The six-Justice Robertson Court was evenly divided on the proper test for determining equivalence. Three Justices expressly endorsed the Bolden approach to determining equivalence of offenses, which I quoted at length in my Opinion in Support of Affirmance. In noting that we would uphold the sentence, we reasoned, in part, that to hold that Robertson was not subject to the mandatory minimum sentence “would be to ignore the underlying public policy behind the criminal statutes. Both the Maryland and Pennsylvania statutes sought to protect the public from individuals who drank to the point of substantial impairment and then operated a motor vehicle.” Robertson, 722 A.2d at 1051. Our observation in Robertson that both the Maryland and Pennsylvania statutes were designed to protect the public was, of course, in perfect harmony with the Bolden court’s observation of the relevance of “the subject matter sought to be protected by the statute, e.g. protection of the person or protection of property.” Bolden, 532 A.2d at 1176. Then-Justice Cappy’s Opinion in Support of Reversal criticized what he called our “policy driven approach,” Robertson, 722 A.2d at 1051, but his view, like mine, did not garner a Court majority.

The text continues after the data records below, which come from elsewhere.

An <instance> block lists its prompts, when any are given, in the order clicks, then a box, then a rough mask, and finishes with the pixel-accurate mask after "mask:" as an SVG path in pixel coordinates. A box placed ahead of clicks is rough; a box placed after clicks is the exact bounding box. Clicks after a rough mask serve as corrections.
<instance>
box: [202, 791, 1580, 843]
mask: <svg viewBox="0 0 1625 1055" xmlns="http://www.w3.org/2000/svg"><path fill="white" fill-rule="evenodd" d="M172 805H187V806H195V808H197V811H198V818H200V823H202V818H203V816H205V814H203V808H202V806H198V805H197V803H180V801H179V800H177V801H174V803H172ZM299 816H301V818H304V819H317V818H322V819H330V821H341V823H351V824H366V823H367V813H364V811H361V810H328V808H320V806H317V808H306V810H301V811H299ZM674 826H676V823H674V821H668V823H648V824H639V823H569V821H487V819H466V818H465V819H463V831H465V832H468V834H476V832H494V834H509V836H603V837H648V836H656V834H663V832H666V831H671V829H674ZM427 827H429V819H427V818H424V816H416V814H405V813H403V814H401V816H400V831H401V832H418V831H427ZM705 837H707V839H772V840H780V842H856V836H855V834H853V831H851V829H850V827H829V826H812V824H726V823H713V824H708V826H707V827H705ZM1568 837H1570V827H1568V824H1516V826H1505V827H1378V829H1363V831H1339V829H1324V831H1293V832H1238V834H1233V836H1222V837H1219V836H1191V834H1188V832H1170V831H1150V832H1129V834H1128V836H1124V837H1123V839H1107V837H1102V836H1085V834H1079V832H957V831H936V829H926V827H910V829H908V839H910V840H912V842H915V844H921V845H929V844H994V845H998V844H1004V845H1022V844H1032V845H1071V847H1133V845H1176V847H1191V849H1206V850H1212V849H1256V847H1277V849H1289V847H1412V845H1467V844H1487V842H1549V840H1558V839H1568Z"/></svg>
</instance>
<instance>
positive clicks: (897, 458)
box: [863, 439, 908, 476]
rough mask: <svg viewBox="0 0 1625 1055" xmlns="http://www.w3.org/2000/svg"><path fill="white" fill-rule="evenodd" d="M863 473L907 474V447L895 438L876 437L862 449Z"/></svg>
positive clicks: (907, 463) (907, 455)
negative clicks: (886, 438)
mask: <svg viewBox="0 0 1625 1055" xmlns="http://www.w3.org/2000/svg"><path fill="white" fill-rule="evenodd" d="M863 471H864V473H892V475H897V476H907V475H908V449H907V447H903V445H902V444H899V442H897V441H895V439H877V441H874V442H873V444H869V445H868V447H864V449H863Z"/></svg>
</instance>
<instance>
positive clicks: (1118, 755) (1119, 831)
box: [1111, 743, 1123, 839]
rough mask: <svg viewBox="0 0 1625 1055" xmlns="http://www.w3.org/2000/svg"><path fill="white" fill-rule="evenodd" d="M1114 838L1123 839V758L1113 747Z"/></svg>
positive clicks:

Shaw decided what Robertson had left open. In Shaw, in determining whether the New York offense of “driving while ability impaired” was equivalent to Pennsylvania’s DUI offense, the 4-3 Majority “formally adopt[ed]” and applied the Bolden court’s approach for determining equivalence of offenses. Shaw, 744 A.2d at 743. We described that approach as a comparison of “the elements of the crimes, the conduct prohibited by the offenses, and the underlying public policy behind the two criminal statutes.” Id.
Instantly, the Majority “hold[s]” that a sentencing court must apply the test for determining equivalence of offenses that we set forth in Shaw. Majority Op. at 553-54, 985 A.2d at 740. Of course, such a “holding” is necessary only in the sense that we today decide that the Bolden/Shaw test applies for purposes of the Three Strikes Law; the general test for *561determining the equivalence of offenses was already articulated by a clear majority of this Court in Shaw. Recognizing the limited nature of today’s holding, I join the Majority Opinion.
Justice TODD joins this opinion.

. See 75 Pa.C.S. § 3731(e)(l)(iii) (requiring mandatory minimum sentence of 90 days "if the person has twice previously been convicted of ... an offense under this section or of an equivalent offense in this or other jurisdictions within the previous seven years”) (emphasis added) (repealed 2004).

. 42 Pa.C.S. § 9714(a)(1) (requiring mandatory minimum sentence of ten years if "the person had previously been convicted of a crime of *558violence” as defined in subsection (g) "or an equivalent crime under the laws of this Commonwealth in effect at the time of the commission of that offense or an equivalent crime in another jurisdiction”) (emphasis added).